Monday, August 22, 2011

Health ombudsman wanted by Canadians, CMA says

Canada needs a health-care ombudsman to address complaints about poor medical treatment, a new poll suggests.The majority of Canadians polled said a health-care agreement should take a national approach rather than focusing on the individual health needs of each province or territory.
The poll was part of the Canadian Medical Association annual report card on health care, released Monday at the group's conference in St. John's.
"Patients are too often lost in the shuffle in health care," said CMA president Dr. Jeff Turnbull.
The report card looked at attitudes on topics such as adopting a Canadian patient health charter to ensure accountability, a complaint mechanism, funding models for health care and the next federal-provincial health agreement.
Respondents felt strongly that a patient health charter should include recourse for those who receive poor health service, with 87 per cent saying they support a mechanism for citizens to complain about poor health service.
About 86 per cent supported including an independent ombudsman for complaints about poor health service in the patient health charter.
The survey also suggested:
  • 82 per cent of Canadians agreed that a patient health charter that outlined patients' rights and responsibilities would make the system more efficient.
  • 80 per cent agreed that the number of complaints against a jurisdiction should be reported so people can compare jurisdictions to one another.
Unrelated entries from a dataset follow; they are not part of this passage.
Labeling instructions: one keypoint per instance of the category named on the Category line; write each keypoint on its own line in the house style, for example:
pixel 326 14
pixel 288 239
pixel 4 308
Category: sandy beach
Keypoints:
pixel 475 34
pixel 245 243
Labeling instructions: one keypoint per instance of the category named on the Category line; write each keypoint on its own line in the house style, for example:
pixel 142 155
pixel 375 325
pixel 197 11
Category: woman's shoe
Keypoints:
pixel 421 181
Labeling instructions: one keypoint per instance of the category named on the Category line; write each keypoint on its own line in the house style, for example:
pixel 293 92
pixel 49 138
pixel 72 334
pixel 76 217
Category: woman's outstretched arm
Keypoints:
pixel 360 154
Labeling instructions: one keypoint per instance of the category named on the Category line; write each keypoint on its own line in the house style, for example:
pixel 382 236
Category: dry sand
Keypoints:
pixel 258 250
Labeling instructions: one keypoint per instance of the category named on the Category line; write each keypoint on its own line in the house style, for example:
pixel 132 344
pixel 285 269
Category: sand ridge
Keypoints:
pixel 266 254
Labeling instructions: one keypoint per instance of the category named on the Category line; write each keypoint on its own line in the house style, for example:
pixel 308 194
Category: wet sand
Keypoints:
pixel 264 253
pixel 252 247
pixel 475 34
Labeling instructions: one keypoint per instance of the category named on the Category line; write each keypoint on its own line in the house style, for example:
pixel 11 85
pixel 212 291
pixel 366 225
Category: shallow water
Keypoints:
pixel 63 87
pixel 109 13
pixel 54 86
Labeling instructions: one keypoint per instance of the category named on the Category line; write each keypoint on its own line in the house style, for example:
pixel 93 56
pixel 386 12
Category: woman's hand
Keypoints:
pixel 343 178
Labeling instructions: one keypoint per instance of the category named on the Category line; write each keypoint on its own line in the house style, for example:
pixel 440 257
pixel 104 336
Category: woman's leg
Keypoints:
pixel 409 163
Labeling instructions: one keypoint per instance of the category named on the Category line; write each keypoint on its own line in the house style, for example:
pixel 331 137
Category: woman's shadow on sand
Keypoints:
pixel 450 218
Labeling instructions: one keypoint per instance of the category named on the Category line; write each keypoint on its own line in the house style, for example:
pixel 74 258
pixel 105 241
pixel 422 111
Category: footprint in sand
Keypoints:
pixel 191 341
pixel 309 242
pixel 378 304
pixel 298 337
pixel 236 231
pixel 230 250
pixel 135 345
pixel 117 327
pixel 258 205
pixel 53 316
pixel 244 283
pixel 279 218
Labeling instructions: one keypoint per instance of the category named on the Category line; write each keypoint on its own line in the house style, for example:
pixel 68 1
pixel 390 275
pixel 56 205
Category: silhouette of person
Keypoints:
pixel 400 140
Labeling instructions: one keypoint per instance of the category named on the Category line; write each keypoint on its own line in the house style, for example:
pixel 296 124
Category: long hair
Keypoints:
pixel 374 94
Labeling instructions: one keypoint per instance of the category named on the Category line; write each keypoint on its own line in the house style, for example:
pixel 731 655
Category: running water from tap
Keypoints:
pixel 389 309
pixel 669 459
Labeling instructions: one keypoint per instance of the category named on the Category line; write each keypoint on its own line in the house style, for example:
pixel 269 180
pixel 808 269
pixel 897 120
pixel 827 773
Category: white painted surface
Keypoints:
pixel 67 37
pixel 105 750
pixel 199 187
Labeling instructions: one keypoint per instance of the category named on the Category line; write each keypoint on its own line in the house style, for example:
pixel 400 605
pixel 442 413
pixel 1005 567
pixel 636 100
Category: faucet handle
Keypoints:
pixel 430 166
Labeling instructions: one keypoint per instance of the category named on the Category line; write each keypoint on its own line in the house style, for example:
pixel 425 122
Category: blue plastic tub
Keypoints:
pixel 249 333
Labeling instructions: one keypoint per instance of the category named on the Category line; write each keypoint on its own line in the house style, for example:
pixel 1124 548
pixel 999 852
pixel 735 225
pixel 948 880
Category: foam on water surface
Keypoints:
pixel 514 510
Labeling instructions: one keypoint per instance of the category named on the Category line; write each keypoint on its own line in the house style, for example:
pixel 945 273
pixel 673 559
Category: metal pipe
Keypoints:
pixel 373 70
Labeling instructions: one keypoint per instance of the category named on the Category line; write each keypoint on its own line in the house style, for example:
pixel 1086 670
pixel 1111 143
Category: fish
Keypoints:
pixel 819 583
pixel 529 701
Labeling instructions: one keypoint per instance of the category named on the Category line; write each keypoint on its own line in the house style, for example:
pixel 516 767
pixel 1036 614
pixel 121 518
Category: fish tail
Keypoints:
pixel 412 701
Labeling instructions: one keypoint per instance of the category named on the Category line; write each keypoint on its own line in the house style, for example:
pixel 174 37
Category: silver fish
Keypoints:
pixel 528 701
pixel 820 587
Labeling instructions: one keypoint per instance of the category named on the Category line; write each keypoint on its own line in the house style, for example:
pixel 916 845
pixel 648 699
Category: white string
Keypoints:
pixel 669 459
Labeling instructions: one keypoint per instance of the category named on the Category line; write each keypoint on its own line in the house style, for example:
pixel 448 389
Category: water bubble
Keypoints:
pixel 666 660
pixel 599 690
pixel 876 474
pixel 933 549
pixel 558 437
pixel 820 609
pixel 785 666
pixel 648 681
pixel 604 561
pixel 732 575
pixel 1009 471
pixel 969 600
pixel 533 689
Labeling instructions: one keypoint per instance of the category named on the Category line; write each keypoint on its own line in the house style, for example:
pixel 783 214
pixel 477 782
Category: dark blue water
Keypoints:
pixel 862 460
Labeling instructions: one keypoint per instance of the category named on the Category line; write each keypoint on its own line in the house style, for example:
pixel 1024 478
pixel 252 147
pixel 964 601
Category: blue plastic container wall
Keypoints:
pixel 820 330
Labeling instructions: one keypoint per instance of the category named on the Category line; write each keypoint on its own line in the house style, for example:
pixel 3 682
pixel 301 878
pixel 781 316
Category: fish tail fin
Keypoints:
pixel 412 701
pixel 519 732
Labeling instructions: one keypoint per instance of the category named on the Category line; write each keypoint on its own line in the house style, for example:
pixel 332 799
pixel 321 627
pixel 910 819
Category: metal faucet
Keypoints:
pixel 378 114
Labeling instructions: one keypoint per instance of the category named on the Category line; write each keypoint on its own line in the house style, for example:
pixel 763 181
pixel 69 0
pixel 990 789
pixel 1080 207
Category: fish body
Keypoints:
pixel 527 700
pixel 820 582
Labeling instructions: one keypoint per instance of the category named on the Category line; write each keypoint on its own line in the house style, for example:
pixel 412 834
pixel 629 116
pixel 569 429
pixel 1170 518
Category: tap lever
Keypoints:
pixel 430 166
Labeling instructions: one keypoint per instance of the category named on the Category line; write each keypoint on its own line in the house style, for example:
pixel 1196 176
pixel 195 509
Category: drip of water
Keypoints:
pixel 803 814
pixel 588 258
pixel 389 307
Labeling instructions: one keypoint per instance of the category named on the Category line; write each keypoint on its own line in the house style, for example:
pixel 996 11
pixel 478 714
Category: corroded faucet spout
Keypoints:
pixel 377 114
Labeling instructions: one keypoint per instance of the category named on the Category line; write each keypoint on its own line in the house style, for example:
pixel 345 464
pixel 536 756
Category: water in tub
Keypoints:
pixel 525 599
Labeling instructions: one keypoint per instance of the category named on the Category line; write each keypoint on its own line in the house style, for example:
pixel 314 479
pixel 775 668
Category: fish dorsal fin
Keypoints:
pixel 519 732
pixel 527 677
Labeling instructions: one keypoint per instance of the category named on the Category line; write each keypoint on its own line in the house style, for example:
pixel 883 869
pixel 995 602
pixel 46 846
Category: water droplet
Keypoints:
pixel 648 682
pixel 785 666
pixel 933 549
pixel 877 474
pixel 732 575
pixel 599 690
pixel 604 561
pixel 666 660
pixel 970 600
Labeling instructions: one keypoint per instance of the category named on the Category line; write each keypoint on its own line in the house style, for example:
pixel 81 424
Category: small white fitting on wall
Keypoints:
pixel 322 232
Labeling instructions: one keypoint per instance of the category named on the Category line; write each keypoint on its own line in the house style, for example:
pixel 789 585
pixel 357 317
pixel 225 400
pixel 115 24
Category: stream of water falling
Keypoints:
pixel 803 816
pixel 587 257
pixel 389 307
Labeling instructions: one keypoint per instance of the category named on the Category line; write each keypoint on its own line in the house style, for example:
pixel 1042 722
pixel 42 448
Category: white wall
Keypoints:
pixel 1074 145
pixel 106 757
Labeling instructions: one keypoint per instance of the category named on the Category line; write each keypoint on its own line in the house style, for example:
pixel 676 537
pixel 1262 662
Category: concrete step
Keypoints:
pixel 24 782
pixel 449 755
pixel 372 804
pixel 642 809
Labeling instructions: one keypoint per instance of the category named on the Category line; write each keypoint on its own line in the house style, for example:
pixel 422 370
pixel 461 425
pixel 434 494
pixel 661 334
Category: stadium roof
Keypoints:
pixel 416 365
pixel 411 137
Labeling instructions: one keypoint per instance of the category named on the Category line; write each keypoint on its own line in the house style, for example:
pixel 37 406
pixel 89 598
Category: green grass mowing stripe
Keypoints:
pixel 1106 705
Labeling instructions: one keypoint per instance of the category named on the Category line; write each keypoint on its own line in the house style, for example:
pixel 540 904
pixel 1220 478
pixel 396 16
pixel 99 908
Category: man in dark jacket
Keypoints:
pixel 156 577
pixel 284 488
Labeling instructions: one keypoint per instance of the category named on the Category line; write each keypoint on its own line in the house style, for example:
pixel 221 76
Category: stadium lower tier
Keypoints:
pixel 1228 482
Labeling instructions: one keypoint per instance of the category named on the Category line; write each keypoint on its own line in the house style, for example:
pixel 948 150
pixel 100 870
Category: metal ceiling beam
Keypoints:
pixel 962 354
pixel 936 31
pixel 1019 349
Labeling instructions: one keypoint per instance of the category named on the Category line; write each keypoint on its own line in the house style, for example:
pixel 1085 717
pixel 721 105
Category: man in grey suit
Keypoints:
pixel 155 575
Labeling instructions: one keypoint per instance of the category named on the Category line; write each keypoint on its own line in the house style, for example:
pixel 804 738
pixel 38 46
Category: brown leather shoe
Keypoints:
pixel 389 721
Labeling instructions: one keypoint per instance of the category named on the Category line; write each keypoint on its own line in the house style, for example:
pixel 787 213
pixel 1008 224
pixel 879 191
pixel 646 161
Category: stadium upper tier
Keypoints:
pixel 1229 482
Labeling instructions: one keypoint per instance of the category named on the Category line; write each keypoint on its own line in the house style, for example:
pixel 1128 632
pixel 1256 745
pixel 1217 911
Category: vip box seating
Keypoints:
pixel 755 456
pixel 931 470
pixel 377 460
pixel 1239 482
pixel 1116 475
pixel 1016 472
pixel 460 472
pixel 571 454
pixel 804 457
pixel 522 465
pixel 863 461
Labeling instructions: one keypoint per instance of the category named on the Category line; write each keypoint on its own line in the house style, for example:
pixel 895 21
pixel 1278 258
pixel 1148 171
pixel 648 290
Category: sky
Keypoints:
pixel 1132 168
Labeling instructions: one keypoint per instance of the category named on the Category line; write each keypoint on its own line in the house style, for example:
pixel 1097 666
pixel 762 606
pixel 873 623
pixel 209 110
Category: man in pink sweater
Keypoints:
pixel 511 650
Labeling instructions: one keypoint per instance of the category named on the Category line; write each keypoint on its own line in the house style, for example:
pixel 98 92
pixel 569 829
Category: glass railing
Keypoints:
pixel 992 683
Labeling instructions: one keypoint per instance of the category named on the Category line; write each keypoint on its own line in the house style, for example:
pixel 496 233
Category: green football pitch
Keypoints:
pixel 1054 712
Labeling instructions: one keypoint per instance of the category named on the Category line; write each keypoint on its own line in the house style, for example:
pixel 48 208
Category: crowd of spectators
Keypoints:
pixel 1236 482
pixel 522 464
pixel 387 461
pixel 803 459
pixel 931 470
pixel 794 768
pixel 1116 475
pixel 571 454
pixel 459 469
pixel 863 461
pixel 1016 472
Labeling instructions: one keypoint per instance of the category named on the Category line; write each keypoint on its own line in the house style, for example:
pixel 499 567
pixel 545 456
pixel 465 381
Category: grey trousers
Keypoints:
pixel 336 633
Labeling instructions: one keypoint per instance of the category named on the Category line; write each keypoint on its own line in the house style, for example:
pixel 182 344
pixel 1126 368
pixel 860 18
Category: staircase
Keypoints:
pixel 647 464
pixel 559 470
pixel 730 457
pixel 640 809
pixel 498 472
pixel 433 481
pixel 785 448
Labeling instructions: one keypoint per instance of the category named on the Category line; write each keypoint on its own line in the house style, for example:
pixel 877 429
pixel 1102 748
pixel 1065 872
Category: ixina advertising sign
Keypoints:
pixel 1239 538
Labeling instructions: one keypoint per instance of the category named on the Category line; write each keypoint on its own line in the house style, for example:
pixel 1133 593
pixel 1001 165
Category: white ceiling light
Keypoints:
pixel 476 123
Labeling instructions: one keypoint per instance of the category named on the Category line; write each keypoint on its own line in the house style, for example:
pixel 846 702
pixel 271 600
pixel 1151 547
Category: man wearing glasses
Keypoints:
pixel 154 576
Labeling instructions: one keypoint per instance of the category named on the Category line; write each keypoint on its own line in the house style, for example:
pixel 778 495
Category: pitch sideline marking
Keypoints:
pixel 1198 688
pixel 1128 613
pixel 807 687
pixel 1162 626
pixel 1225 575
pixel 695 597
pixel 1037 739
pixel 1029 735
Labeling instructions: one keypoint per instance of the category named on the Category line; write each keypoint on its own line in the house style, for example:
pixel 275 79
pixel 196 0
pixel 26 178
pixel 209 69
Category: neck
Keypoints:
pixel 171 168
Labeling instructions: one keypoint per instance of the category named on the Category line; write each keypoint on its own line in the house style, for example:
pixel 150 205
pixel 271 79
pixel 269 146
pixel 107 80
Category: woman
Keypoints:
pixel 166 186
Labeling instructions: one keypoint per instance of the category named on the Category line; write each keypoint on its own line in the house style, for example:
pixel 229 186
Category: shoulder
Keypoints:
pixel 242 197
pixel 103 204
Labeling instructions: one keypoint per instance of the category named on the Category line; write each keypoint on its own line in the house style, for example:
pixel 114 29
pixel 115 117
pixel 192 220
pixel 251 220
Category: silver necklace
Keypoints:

  • 97 per cent agreed federal, provincial and territorial governments need to start working together on a new health accord to replace the current agreement that expires in 2014.
  • 93 per cent agreed that governments should meet every year to discuss the state of health care in the country.
Those surveyed were more divided about whether the federal-provincial health-care agreement should take a national or jurisdictional approach, with 52 per cent preferring one national in scope with all provinces agreeing on how the system will be funded, delivered and made accountable.
Similarly, 49 per cent chose a model where provinces and territories receive a certain amount of funding for health care to spend as they see fit. The other 46 per cent felt a portion of each provinces and territories' funding should be held back until performance targets are met. Five per cent did not answer.
Ipsos Reid conducted the poll between July 5 and July 8, using an online survey of 1,026 Canadian adults and a telephone survey of 1,000 Canadian adults on July 6 and 7.
The results of the telephone survey are considered accurate to within plus or minus 3.1 percentage points, 19 times out of 20.